Le collectif a installé des capteurs citoyens, « et nous avons trouvé des taux de particules fines et de dioxyde de carbone qui dépassent l’imaginable », lance Inka Maass. Deux arrêtés préfectoraux suivent en juin, dont un ordonnant l’arrêt immédiat des opérations de défournement. La qualité de l’air a ensuite été mesurée fin juin et début juillet derniers par l’entreprise Antea Group.

Et maintenant, l’effondrement ?

« Ces analyses étaient excellentes », note Inka Maass. Effectivement, les analyses ne montrent aucune anomalie. « Mais elle ne se sont tenues que sur trois jours, et l’entreprise Legal était prévenue, donc elle n’a rien fait pendant ces trois jours, affirme-t-elle.

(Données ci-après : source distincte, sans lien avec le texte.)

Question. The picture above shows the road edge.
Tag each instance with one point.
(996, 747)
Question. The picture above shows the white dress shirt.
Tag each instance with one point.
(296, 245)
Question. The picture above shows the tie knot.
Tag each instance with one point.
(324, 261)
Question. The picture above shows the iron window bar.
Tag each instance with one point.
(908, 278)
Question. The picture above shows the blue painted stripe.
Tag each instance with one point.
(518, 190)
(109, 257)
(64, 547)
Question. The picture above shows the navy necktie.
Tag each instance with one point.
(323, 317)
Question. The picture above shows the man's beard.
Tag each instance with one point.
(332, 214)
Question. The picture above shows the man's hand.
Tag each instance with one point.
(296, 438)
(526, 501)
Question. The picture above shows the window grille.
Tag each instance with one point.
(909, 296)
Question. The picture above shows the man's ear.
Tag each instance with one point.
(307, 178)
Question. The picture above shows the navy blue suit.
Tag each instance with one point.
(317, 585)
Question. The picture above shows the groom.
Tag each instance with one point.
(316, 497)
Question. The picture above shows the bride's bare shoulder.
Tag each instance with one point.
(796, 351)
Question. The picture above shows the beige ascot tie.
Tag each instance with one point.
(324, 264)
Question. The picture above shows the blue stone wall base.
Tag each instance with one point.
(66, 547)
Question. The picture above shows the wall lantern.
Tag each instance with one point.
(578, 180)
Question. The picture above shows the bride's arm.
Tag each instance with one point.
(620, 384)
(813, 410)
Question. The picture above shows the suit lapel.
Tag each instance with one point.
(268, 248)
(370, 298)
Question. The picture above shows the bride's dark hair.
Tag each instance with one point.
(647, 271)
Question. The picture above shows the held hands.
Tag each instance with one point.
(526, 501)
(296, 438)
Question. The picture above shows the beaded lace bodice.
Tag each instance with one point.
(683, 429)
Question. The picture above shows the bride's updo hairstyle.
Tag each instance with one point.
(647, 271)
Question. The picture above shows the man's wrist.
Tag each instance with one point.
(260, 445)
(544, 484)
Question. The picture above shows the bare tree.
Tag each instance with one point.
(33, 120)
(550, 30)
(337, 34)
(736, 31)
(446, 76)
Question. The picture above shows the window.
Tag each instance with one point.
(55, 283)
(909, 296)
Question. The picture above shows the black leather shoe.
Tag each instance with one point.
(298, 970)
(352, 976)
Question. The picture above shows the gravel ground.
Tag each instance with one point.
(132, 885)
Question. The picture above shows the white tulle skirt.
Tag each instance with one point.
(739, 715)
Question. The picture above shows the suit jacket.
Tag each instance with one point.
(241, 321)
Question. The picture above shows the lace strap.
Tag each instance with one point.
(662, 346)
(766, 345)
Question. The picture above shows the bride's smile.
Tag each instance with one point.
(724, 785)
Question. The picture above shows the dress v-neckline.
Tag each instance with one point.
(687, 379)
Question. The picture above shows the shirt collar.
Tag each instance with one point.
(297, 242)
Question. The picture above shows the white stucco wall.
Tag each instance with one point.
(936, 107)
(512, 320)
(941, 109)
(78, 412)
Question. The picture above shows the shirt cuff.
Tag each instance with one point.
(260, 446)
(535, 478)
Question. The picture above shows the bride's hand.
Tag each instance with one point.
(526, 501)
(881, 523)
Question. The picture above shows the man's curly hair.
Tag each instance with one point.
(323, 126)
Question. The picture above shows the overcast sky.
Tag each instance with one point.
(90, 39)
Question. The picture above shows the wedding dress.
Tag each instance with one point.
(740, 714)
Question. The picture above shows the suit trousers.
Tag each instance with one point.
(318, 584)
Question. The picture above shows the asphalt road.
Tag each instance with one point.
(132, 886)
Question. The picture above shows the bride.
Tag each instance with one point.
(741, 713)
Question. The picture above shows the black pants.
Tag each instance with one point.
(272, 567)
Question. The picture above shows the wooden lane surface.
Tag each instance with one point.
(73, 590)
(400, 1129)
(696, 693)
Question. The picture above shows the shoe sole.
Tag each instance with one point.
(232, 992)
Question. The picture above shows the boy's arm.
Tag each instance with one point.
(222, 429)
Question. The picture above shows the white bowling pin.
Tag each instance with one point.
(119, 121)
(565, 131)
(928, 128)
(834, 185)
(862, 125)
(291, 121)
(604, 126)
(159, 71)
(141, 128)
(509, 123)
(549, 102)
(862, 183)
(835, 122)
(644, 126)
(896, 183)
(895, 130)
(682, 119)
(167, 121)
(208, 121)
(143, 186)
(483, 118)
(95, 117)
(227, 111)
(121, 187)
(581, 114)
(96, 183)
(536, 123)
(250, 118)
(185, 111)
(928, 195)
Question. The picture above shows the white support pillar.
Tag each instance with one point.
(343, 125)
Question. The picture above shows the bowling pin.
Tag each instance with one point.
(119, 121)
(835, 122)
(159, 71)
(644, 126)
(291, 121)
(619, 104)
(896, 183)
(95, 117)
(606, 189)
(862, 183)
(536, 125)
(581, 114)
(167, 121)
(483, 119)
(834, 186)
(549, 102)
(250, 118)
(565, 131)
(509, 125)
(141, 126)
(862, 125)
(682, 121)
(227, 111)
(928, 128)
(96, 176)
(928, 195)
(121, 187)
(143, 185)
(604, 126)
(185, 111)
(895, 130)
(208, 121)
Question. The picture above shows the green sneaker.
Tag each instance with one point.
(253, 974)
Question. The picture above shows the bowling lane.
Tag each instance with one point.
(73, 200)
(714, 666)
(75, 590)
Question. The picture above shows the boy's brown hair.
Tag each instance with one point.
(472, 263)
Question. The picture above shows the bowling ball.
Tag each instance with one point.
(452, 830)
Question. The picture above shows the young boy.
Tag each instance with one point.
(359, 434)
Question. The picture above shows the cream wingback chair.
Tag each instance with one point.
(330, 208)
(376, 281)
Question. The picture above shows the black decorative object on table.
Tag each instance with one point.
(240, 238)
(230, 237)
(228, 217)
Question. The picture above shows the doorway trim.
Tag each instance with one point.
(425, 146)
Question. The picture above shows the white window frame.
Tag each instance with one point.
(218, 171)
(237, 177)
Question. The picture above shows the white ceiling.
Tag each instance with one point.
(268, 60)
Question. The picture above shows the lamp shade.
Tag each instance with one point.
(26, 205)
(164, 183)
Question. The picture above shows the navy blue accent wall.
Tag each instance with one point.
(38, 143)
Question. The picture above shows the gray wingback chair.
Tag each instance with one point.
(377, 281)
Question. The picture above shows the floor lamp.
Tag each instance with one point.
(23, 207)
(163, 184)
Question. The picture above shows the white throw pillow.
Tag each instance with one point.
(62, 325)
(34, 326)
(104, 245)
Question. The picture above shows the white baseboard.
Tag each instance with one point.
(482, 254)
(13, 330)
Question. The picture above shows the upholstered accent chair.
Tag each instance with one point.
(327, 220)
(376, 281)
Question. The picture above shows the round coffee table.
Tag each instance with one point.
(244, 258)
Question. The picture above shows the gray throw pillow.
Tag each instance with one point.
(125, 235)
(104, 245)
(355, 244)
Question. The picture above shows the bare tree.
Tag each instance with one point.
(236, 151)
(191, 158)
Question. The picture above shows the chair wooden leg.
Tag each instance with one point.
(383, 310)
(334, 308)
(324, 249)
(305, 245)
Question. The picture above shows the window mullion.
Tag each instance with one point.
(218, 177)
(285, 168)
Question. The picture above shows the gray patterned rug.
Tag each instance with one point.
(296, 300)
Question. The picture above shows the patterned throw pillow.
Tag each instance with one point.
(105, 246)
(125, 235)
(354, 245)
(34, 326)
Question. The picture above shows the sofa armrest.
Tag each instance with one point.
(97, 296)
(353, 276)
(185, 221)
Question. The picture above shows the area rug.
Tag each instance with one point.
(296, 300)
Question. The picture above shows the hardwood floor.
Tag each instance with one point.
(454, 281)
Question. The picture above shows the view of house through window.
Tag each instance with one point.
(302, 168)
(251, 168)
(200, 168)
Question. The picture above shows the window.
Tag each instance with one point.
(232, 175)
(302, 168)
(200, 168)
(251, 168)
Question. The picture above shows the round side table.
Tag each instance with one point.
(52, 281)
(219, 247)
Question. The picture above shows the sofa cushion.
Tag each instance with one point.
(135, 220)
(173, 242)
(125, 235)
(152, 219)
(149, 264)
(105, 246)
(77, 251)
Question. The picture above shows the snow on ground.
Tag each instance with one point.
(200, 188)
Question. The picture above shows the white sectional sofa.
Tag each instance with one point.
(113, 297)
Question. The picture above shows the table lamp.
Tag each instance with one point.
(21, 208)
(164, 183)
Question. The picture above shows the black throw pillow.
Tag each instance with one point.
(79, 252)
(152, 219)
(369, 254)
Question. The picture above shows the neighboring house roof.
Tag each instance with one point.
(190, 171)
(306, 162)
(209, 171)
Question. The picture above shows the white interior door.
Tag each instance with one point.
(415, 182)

On ne trouve que ce qu’on cherche. » Entre-temps de nouvelles analyses ont été prescrites, et mi-septembre, Antea Group a installé de nouveaux capteurs qui vont rester un mois.

La maison et le potager de Marcelo sont juste en face du terril (Photo : Thierry Allard / Objectif Gard)

Un nouvel arrêté préfectoral a été publié le 8 septembre, visant entre autres à « rechercher et mettre en œuvre en urgence une solution technique permettant de limiter les risques d’effondrement de la berge de l’Auzonnet, tout en assurant la stabilité du terril ». Le tout dans des délais serrés de huit jours pour indiquer la solution technique retenue, qui devra ensuite être appliquée sans délai. « Ils vont être obligés de bouger, et là ça va se voir », commente le collectif, qui regrette le retard pris et redoute désormais un effondrement du terril, rendu instable par le creusement des tranchées censées combattre la combustion. Inquiétude partagée par la mairie et les services de l’État, donc. « Avec les pluies, l’Auzonnet va monter et venir taper contre le terril qui pourrait dégringoler », résume Inka Maass.

Contactée, l’entreprise Legal nous a soutenu que « le terril n’est plus en feu pour l’instant » et a affirmé avoir « fait beaucoup de choses » pour améliorer la situation avant de nous demander de poursuivre l’échange par mail. Depuis, nos relances sont restées lettre morte. En attendant, Marcelo continue de s’occuper de son potager à quelques mètres du terril. En ce moment, des courges poussent, certaines pesant déjà plusieurs kilos. Les mangera-t-il ? « Je ne sais pas, répond-t-il. On verra après les analyses. »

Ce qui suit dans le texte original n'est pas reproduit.